Sondages : comment dire tout et son contraire !

leparisien.jpgUne nouvelle et éclatante illustration de l'inanité des sondages ce matin dans le Parisien qui affiche en une : "57% des téléspectateurs convaincus par Sarkozy".

Sauf que dans les pages intérieures ça se complique. En découvrant le détail de cette enquête on apprend que 60% des personnes interrogées n'ont pas été convaincues par le président de la République sur l'emploi; 58% n'ont pas été convaincues sur les retraites; 51% pas convaincues sur l'affaire Proglio; 61% pas convaincues sur le pouvoir d'achat; 45% pas convaincues sur le débat sur l'identité nationale et 45% pas convaincues sur la réduction du nombre de fonctionnaires !

Dans ces conditions, comment peut-on en arriver à un résultat global de 57% de téléspectateurs convaincus par Sarkozy ? Les Français manqueraient-ils à ce point de cohérence ?

La réponse relève de la nuance. Dans les personnes que l'institut CSA a interrogées, certaines ont vu l'émission de TF1 lundi soir, d'autres non. La question globale se réfère ainsi aux seuls téléspectateurs présents devant leur poste tandis que les questions thématiques englobent ceux qui ont vu l'émission ou ceux qui en ont seulement entendu parlé !

Subtile mais importante nuance en effet ! Sauf que ce matin la plupart des médias - RTL par exemple - oubliaient ces subtilités en retenant que 57% des Français avaient été convaincus par Sarkozy. Dans le corps de l'article, le journal commence d'ailleurs par indiquer que "49% des Français n'ont pas été convaincus par Sarkozy". Pourquoi, dès lors, titrer sur un résultat tout autre et en apparence plus favorable au président de la République ?

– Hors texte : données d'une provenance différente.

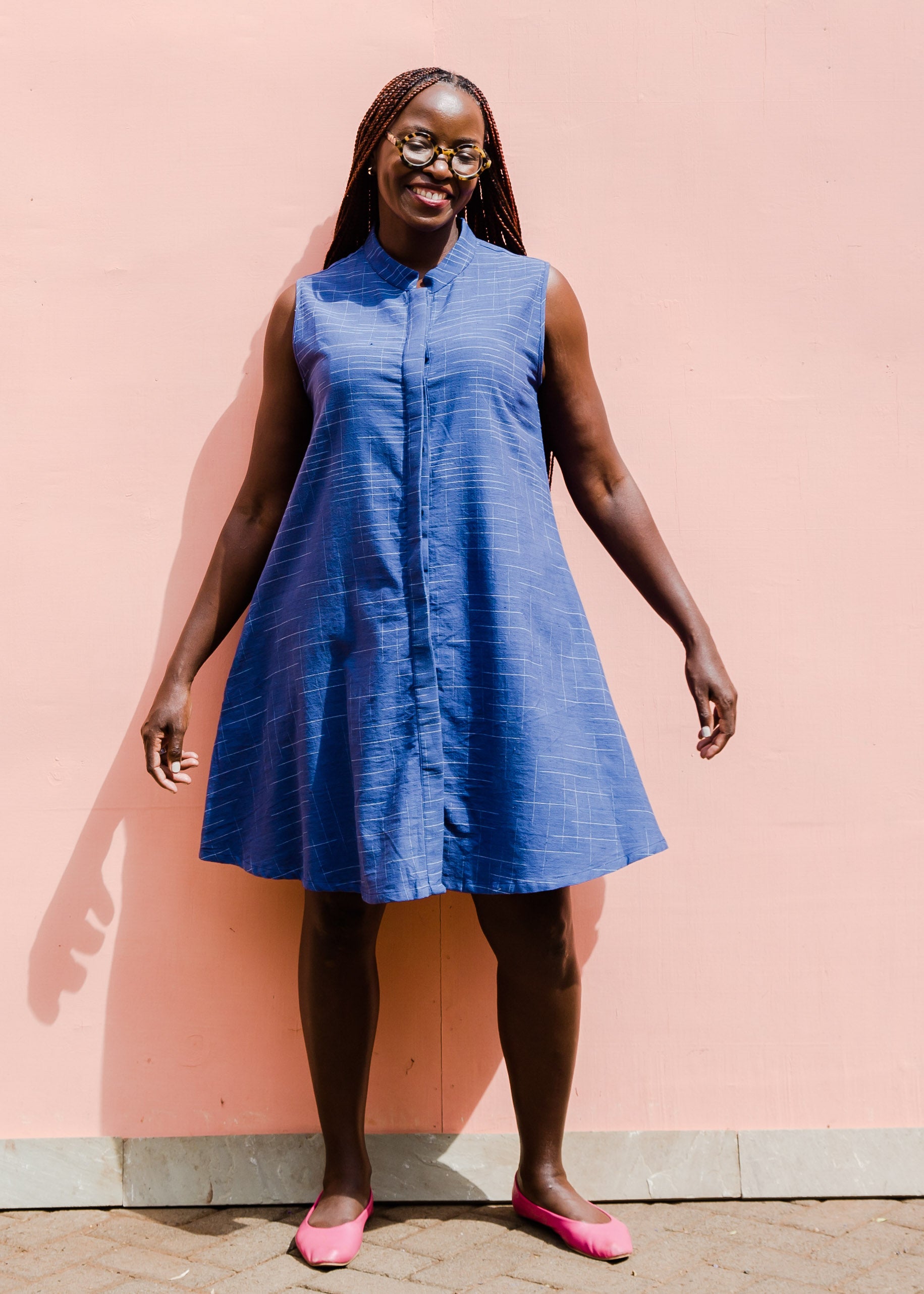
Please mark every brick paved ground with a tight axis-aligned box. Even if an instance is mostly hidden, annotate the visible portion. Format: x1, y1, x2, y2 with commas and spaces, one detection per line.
0, 1200, 924, 1294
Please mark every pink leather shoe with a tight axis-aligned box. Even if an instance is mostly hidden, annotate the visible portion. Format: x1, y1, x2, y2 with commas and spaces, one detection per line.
514, 1177, 631, 1258
295, 1191, 373, 1267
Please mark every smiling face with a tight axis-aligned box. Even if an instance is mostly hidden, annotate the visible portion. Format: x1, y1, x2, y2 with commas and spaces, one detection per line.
373, 82, 484, 233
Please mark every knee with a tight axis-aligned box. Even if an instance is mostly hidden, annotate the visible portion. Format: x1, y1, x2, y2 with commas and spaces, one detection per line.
496, 913, 572, 989
303, 890, 381, 959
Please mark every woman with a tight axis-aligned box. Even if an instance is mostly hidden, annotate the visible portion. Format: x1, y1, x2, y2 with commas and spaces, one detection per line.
142, 67, 735, 1264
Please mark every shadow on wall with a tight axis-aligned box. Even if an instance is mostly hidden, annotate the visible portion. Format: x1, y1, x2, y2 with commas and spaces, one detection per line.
28, 218, 605, 1164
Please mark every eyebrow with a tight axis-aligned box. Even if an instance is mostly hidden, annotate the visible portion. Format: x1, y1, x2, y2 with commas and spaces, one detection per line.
401, 126, 481, 149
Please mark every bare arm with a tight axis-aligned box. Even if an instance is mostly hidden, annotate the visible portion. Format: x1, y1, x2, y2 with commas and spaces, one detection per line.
539, 269, 738, 760
141, 286, 312, 791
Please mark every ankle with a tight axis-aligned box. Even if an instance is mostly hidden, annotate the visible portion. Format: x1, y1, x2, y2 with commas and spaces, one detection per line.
516, 1162, 568, 1198
323, 1156, 373, 1196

De là à penser que c'est cette confusion qui était savamment recherchée...

21 octobre 2007

Ségolène : le sondage dont personne ne parle !

medium_ségolène.jpgC'est bien connu, les sondages ne veulent rien dire et se trompent tout le temps... sauf lorsqu'ils vont dans le sens voulu par ses commanditaires.

On se souvient ainsi que pendant la campagne présidentielle, le journal La Tribune avait fort opportunément fait disparaître de sa une un sondage qui indiquait que la candidate socialiste était jugée plus crédible que Nicolas Sarkozy sur les questions économiques.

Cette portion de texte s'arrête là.